Abstract

Red color development toward harvest may conceal superficial blemishes such as sunburn browning in apple peel. Masking of sunburn may result in the underestimation of sunburn incidence in full red and blushed cultivars and may result in inaccurate assessments of sunburn susceptibility of various cultivars. However, anthocyanin accumulation may potentially also increase sunburn by decreasing the albedo and thereby increasing the fruit surface temperature (FST). Conversely, it has been proposed that anthocyanins may protect peel against photothermal stress. We assessed the effect of anthocyanin accumulation on the visible sunburn incidence in two trials. In the first trial, hue angle, blush coverage, sunburn incidence, and sunburn severity were assessed on fully exposed apples of the green cultivars, Granny Smith and Golden Delicious, as well as the blushed cultivars, Royal Gala, Fuji, Braeburn, and Cripps' Pink, and the full red cultivar Topred, a month before harvest and again at harvest. Increases in sunburn toward harvest were greater in green than in red and blushed cultivars.
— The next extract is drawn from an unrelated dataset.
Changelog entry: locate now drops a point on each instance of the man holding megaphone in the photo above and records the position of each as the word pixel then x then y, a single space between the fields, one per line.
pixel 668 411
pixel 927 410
Accumulation of anthocyanins seemed to decrease the conspicuousness of sunburn browning, which is a superficial form of sunburn while sunburn necrosis, which manifests as sunken black spots, was not masked by anthocyanins. In the second trial, ‘Granny Smith’, ‘Fuji’, and ‘Cripps’ Pink’ apples with moderate sunburn browning, sunburn necrosis, or no sunburn were tagged 1 month before the expected harvest date. Sunburn browning was apparent and significantly increased in severity in ‘Granny Smith’ while the severity of visible sunburn browning symptoms decreased in ‘Fuji’. Sunburn severity increased at the same level in the control and sunburn browning ‘Cripps’ Pink’ fruit. Measurement of maximal photochemical efficiency of the originally undamaged apples and the sunburn browning treatment indicated comparable damage levels in the peel of the sunburn browning treatment in all three cultivars. No masking of sunburn necrosis occurred. Our data thus provide clear evidence that anthocyanin accumulation masks sunburn browning in blushed and red cultivars, but does not seem to increase the susceptibility or protect these cultivars from sunburn damage. The incidence of sunburn browning is likely to be underestimated in red and blushed cultivars, with compounding effects on comparative studies of sunburn susceptibility between cultivars and sunburn physiology.